伊莱莎倒是不幻想自己能一鸣惊人成为英国儿童图画故事书领军人物,即使是一百多年前,也不缺少聪明人和幸运儿,而伊莱莎回顾了一下自己的异世生活,得出的唯一结论是——如果一定要找出一个天赋异禀的地方,那可能就是,她格外地倒霉。
“伊莱莎小姐,我们实在是太幸运了!”卡莱尔太太看着烤盘里金黄的虎皮层,十分欣喜地夸赞。
她一边搅打着蛋白,一边探头看向刚打开门的烤炉,八个蛋黄烤出来的甜蜜香气充盈着整个厨房,。
做了那么多盆面糊,卡莱尔太太还有力气说话,伊莱莎内心不得不涌起一点嫉妒之情。
她语气有点生硬,纠正道:“卡莱尔太太,你最好直接喊我的名字。”
伊莱莎认真做事时总是板着脸,因为没有多余的精力拿来控制表情,看起来严厉又冷酷。
卡莱尔太太一开始还惴惴不安,以为自己在哪里冒犯到了这个姑娘,但是很快她就发觉,伊莱莎一旦开始工作,就会变成这副不近人情的模样,实际上她只是累得没力气来调整语气。
“好的,伊莱莎。”她从善如流,把雇主叫得更亲近。
伊莱莎给出的理由是这样可以让她看起来像是被卡莱尔太太雇来打下手的,而不是相反。想想吧,一个三十多岁的已婚妇女和一个十几岁的呆板女孩,谁的摊位看起来更可靠更吸引人呢?

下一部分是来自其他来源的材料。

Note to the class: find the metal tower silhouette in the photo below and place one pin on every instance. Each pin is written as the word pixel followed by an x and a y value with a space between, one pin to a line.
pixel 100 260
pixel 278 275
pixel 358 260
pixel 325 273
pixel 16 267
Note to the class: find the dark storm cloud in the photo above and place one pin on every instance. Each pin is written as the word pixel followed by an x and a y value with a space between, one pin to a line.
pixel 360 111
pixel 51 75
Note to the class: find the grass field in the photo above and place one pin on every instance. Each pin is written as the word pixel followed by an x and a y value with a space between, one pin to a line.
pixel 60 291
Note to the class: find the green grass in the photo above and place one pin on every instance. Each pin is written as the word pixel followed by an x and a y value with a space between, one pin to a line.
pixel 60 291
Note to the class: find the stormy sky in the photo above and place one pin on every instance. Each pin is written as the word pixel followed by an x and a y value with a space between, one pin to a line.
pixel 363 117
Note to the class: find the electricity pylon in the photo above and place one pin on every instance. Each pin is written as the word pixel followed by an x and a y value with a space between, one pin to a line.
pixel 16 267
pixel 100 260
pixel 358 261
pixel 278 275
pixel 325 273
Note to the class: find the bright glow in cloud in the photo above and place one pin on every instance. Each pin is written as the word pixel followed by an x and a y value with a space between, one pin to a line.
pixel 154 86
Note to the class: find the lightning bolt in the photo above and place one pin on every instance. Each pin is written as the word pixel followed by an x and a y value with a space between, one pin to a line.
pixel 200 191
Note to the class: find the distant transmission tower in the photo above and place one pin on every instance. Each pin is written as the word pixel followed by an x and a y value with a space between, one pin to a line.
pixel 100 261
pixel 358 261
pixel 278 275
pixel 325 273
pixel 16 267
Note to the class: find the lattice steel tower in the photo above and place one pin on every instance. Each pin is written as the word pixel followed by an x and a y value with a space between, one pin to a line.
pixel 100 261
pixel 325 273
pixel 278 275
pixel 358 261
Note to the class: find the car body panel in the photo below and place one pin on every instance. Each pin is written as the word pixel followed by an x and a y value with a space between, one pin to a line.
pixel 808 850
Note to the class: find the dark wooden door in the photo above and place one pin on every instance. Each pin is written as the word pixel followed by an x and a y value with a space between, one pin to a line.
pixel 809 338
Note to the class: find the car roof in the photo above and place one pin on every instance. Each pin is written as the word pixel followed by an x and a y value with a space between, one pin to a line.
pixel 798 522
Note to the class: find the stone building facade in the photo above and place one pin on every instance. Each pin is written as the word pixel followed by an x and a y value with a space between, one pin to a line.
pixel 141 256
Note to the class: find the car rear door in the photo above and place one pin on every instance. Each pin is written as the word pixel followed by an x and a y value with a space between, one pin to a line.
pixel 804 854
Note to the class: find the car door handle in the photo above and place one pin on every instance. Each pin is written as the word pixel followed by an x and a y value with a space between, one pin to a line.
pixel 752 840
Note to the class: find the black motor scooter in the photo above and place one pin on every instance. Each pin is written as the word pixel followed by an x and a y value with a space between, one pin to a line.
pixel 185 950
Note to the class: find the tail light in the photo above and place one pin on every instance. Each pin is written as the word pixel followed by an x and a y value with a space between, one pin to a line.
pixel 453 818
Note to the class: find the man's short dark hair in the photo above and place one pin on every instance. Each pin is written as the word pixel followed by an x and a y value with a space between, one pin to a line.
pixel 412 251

真实原因要更幽默一点,因为即使在十九世纪,杀手的履历也是不能出现空白期的。
菲克逊先生认为伊莱莎需要找个比妓院厨师更正经的工作过渡一下,不过也不能太正经——事实上,米尔沃顿换佣人换得相当频繁,因此那些正经的、拿着中产阶级家庭主妇推荐信的佣人,反而不愿意去这种人家工作。
“最坏的打算是洗衣工。虽然想要进厨房不容易——”菲克逊沉吟片刻,跟伊莱莎分析家政女佣的职业竞争,“但厨房帮工的职位还是很容易得到的,大多数女孩更倾向于当客厅女仆,或者清扫工。”
伊莱莎深吸一口气,“我对夫人的厚爱深感惶恐不安,告诉我,你们没有只放了一个鸡蛋在篮子吧?”
菲克逊唇边扬起神秘的微笑,摇摇头,对伊莱莎说:“目前来看,只有您的进度最顺利。”
在内心虔诚祈祷米尔沃顿或者洛维拉夫人随便哪一位或者他们一起去见上帝之后,伊莱莎深吸一口气,甜蜜芬芳的饱满香气一下充盈于胸腔。
她用手感受了一下油纸上虎皮的温度,感觉到时间了,便打开一罐树莓果酱,卡莱尔太太立刻会意,用勺子把果酱在虎皮底面铺开,再拿起一块绵软金黄的蛋糕内馅,跟虎皮重合盖了上去。伊莱莎在内层蛋糕里铺了榛子坚果酱,然后用一根粗细匀称的木棍,从油纸的一端卷起,小心翼翼地推出一个圆筒。
卡莱尔太太终于长舒了一口气,“就算是阿拉伯的国王也会爱上它的,如果它们会卖不完的话,那实在是天方夜谭。”